Exhaustion Trade

    Posted by RichieD on 20th of Nov 2014 at 05:38 pm

    Love the work you've done on this Matt. 

    Here's my question:  While the 8 SMA has been up 24 straight days, it appears this indicator is hugging the price line.  In other words, if I place the trade and place a sell order when price closes below the 8 SMA, the percentage gain is likely to be small, unless of course the market falls off a cliff.  Absent that scenario, I suspect placing this trade calls for the individual to put up more $$ than usual, simply because the expected gain (while near certain since it has occurred 100% of the time) will be small on a percentage basis.  Am I correct?

    hello thanks richieD, yes these

    Posted by matt on 20th of Nov 2014 at 05:47 pm

    hello thanks richieD, yes these exhaustion trades are always small gains, it's not a 3:1 reward/risk ratio generally, it's just looking for a simple mean reversion.  

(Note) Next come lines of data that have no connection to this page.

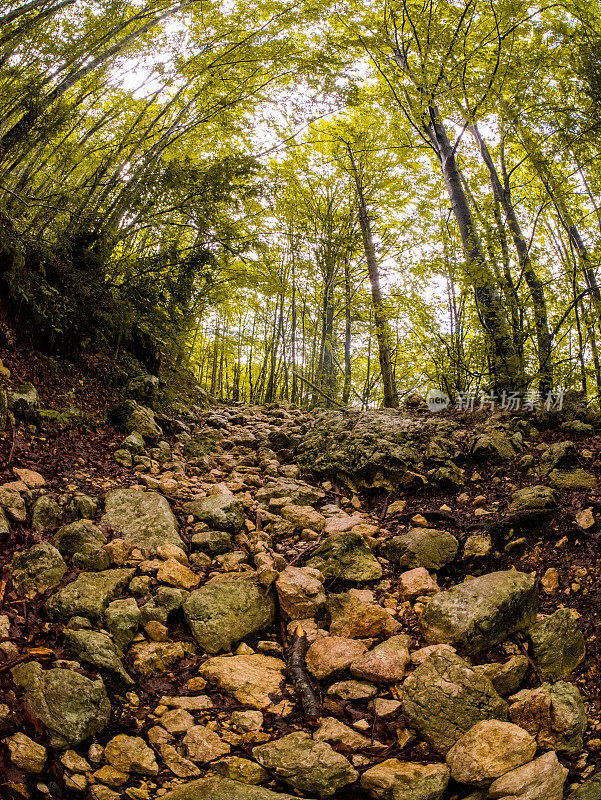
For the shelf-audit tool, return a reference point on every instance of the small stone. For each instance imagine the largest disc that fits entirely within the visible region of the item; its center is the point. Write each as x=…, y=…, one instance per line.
x=488, y=750
x=177, y=721
x=240, y=769
x=309, y=766
x=417, y=582
x=174, y=573
x=300, y=592
x=558, y=645
x=402, y=780
x=353, y=690
x=25, y=753
x=180, y=766
x=386, y=663
x=550, y=581
x=204, y=745
x=131, y=754
x=352, y=618
x=332, y=654
x=541, y=779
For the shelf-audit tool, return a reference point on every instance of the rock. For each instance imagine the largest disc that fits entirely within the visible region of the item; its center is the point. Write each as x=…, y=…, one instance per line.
x=24, y=402
x=3, y=409
x=386, y=663
x=300, y=592
x=421, y=547
x=131, y=416
x=228, y=608
x=533, y=498
x=304, y=517
x=204, y=745
x=560, y=455
x=46, y=515
x=373, y=448
x=488, y=750
x=219, y=788
x=177, y=574
x=32, y=479
x=331, y=655
x=553, y=713
x=481, y=612
x=309, y=766
x=213, y=543
x=404, y=780
x=71, y=706
x=347, y=556
x=155, y=658
x=14, y=505
x=415, y=583
x=558, y=645
x=89, y=594
x=299, y=493
x=240, y=769
x=251, y=679
x=445, y=697
x=589, y=790
x=492, y=446
x=122, y=618
x=479, y=545
x=572, y=479
x=550, y=581
x=352, y=618
x=180, y=766
x=353, y=690
x=25, y=753
x=507, y=677
x=131, y=754
x=143, y=519
x=340, y=735
x=97, y=649
x=221, y=511
x=143, y=388
x=541, y=779
x=72, y=538
x=37, y=569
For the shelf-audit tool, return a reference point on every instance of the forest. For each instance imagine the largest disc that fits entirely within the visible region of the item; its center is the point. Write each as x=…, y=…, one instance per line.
x=331, y=204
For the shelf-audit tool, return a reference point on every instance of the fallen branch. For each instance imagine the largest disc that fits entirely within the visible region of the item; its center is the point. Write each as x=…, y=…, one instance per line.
x=297, y=670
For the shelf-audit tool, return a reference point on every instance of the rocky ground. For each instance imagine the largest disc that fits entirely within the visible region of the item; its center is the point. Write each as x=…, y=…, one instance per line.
x=160, y=586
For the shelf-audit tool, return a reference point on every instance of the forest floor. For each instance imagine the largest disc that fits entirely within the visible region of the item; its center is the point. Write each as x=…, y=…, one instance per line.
x=239, y=454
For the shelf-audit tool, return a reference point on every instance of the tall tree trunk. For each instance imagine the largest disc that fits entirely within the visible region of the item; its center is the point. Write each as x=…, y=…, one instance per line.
x=383, y=334
x=508, y=374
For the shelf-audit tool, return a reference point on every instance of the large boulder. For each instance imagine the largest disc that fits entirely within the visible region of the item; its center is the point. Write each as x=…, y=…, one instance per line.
x=37, y=569
x=421, y=547
x=253, y=679
x=143, y=519
x=445, y=697
x=89, y=594
x=405, y=780
x=71, y=706
x=347, y=556
x=558, y=645
x=132, y=417
x=215, y=787
x=24, y=402
x=553, y=713
x=221, y=511
x=309, y=766
x=228, y=608
x=372, y=448
x=488, y=750
x=541, y=779
x=481, y=612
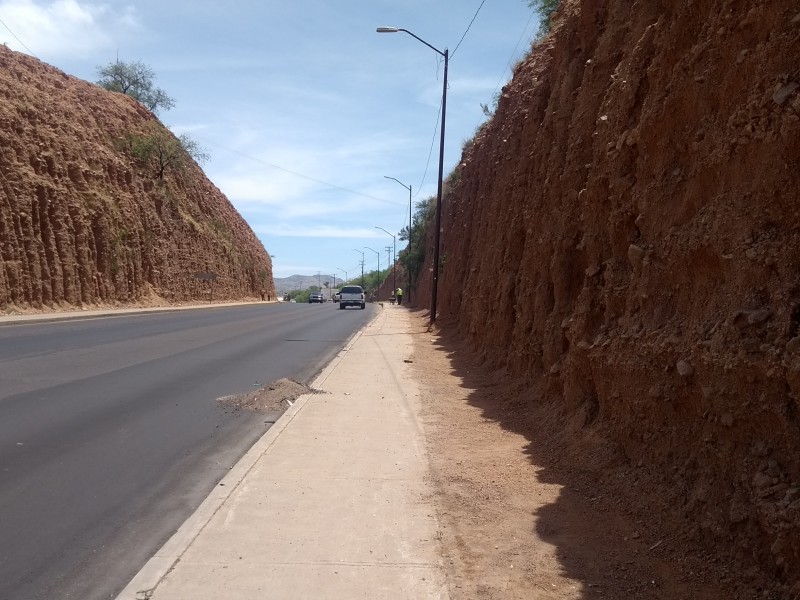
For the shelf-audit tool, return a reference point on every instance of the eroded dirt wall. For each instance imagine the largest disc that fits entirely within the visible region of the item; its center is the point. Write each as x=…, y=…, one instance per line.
x=625, y=233
x=82, y=223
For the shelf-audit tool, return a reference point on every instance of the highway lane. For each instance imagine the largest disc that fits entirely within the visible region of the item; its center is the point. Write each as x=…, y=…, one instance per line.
x=111, y=433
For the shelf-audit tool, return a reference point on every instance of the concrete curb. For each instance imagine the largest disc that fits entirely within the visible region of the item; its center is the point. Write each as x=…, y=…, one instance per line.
x=145, y=582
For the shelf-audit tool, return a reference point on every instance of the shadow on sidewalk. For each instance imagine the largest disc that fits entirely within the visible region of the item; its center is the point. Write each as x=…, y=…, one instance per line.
x=606, y=538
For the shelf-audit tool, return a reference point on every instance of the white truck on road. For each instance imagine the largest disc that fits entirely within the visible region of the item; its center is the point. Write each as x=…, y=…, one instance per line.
x=352, y=295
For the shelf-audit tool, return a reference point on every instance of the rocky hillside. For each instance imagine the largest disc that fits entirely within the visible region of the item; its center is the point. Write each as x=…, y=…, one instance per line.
x=83, y=223
x=628, y=228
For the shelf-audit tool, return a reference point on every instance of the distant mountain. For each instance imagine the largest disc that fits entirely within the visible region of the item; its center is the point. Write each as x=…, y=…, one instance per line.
x=301, y=282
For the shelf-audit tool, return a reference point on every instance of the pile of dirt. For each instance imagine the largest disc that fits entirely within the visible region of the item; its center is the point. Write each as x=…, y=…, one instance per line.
x=628, y=232
x=277, y=396
x=84, y=223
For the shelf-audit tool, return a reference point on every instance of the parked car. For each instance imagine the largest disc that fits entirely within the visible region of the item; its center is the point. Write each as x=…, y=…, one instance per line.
x=352, y=295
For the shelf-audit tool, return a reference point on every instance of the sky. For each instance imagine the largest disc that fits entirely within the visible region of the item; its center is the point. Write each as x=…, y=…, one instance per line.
x=304, y=109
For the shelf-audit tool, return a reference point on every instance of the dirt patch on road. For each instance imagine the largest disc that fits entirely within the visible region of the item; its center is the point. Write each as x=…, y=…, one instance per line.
x=529, y=511
x=277, y=396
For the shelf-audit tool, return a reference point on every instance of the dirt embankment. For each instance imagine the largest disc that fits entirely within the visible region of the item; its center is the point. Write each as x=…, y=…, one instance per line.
x=627, y=232
x=82, y=223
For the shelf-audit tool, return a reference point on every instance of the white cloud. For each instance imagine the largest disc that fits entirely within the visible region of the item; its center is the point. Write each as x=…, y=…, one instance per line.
x=319, y=231
x=63, y=28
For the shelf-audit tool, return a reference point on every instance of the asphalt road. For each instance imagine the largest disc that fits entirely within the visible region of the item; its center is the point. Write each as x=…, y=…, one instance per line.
x=111, y=433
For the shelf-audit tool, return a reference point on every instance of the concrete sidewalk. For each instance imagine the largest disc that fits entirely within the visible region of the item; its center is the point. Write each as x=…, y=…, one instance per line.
x=333, y=502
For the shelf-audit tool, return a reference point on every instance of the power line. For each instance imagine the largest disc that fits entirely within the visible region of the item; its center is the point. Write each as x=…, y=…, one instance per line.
x=468, y=28
x=16, y=38
x=301, y=175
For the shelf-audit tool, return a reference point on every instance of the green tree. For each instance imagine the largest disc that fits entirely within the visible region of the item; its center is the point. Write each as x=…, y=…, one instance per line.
x=545, y=10
x=159, y=149
x=134, y=79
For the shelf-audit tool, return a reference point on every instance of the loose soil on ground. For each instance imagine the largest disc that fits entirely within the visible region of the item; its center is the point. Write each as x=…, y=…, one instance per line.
x=528, y=512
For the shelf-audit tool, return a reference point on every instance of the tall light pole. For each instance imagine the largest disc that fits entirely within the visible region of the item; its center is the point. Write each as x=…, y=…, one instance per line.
x=379, y=262
x=361, y=252
x=394, y=259
x=408, y=260
x=438, y=222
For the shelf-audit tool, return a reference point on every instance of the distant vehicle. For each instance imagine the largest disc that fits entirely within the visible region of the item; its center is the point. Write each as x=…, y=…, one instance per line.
x=352, y=295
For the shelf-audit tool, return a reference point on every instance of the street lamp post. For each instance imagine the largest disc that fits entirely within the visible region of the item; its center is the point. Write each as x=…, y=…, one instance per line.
x=394, y=259
x=361, y=252
x=379, y=262
x=438, y=222
x=408, y=258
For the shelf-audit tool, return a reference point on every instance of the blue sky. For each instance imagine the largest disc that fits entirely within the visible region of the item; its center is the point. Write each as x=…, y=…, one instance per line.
x=302, y=106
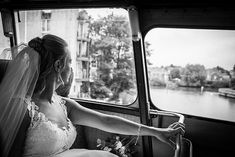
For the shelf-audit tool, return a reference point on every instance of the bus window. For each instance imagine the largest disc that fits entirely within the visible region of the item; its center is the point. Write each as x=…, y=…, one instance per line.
x=101, y=47
x=192, y=71
x=5, y=52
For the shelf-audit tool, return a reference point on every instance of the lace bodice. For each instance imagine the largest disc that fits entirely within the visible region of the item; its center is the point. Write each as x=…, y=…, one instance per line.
x=45, y=138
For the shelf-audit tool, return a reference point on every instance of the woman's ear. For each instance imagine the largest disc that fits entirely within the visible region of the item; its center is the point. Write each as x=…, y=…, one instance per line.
x=58, y=66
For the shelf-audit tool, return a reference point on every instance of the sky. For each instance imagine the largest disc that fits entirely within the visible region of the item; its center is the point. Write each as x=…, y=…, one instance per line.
x=210, y=48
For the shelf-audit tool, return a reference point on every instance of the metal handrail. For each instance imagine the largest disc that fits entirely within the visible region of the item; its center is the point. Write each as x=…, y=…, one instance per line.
x=181, y=120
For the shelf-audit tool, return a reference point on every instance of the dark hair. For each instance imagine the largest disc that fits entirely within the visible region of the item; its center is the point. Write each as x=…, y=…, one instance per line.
x=50, y=49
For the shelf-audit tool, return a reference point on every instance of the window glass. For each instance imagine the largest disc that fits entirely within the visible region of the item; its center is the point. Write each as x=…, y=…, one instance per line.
x=192, y=71
x=5, y=52
x=101, y=47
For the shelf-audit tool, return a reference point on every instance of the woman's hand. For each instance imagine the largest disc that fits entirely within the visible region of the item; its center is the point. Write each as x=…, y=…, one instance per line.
x=168, y=135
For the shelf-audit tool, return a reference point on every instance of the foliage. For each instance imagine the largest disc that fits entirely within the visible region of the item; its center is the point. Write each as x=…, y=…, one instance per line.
x=157, y=82
x=99, y=90
x=124, y=147
x=233, y=83
x=193, y=73
x=175, y=73
x=111, y=38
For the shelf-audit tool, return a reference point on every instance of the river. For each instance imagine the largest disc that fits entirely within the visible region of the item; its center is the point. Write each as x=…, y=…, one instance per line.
x=192, y=101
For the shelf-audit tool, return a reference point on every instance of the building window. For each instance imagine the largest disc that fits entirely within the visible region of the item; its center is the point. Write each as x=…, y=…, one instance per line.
x=46, y=19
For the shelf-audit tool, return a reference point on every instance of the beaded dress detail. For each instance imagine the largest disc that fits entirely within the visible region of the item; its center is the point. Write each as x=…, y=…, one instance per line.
x=45, y=138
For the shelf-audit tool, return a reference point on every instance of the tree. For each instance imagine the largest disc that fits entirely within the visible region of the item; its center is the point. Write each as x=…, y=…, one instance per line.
x=175, y=73
x=111, y=38
x=194, y=74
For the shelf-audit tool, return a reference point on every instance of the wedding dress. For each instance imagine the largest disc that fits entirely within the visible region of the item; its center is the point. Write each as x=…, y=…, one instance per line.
x=44, y=137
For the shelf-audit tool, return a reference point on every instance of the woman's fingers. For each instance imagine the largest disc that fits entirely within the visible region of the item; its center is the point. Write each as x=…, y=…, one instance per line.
x=179, y=130
x=177, y=124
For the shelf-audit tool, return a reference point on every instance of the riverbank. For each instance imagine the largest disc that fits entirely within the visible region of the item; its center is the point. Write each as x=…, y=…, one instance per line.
x=227, y=92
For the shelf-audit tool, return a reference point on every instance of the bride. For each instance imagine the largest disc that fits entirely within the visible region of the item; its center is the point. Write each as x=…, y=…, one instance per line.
x=30, y=83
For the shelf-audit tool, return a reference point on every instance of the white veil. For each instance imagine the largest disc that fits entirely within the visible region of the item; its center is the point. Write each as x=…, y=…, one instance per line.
x=17, y=84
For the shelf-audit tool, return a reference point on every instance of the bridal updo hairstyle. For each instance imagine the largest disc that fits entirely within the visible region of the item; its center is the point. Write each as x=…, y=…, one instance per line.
x=50, y=49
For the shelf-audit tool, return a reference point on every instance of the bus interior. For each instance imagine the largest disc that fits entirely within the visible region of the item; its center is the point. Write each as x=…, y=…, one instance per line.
x=153, y=62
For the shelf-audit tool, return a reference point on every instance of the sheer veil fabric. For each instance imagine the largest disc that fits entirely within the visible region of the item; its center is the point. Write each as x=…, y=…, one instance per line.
x=18, y=83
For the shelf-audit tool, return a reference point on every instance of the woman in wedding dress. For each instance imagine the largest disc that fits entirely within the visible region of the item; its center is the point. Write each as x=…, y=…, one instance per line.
x=51, y=131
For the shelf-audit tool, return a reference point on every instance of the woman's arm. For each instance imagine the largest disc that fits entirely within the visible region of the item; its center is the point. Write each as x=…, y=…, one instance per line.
x=110, y=123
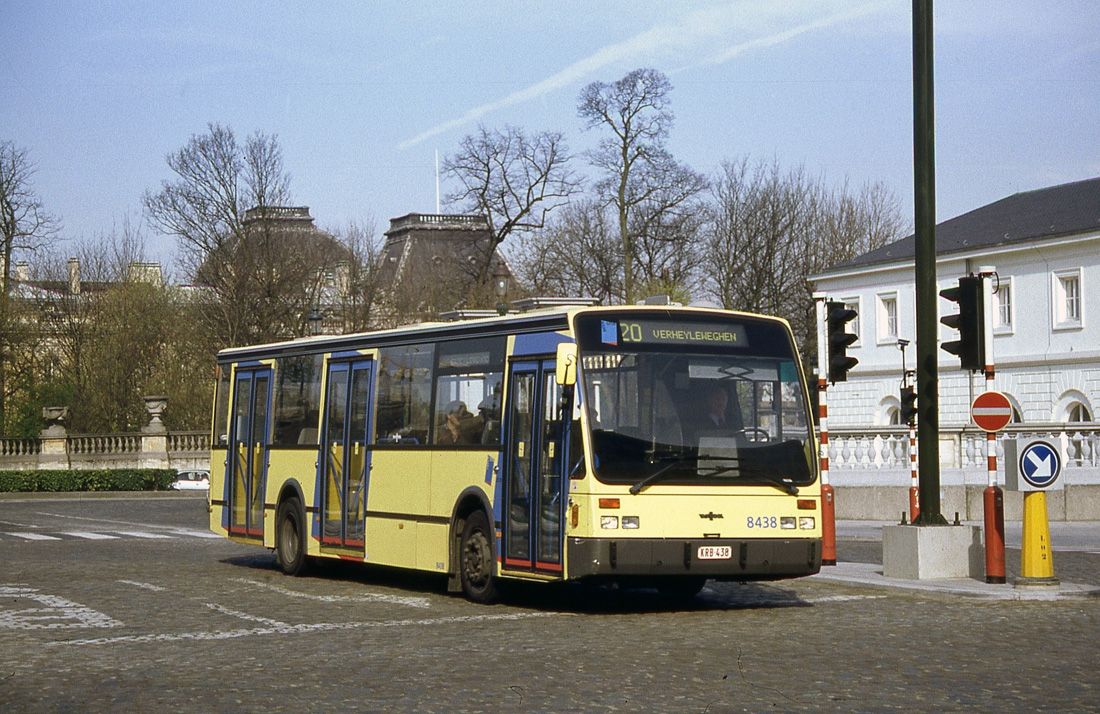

    The SPY Pro system also has this trade in it, those trades are the same way, the gains are small but high probability.  

    A far stops one could use a stop above the max historical draw down, or not use a stop and just close the trade out on a close back below the 8 SMA.  You take some heat if it goes against you but we all know it eventually will close back below that MA.

    here's a couple examples of the trade on the SPY Pro system, the logic has been in place for a couple years

    again I'm simply pointing out to you a statistical event, you guys choose to take action or not. I'm just the messenger.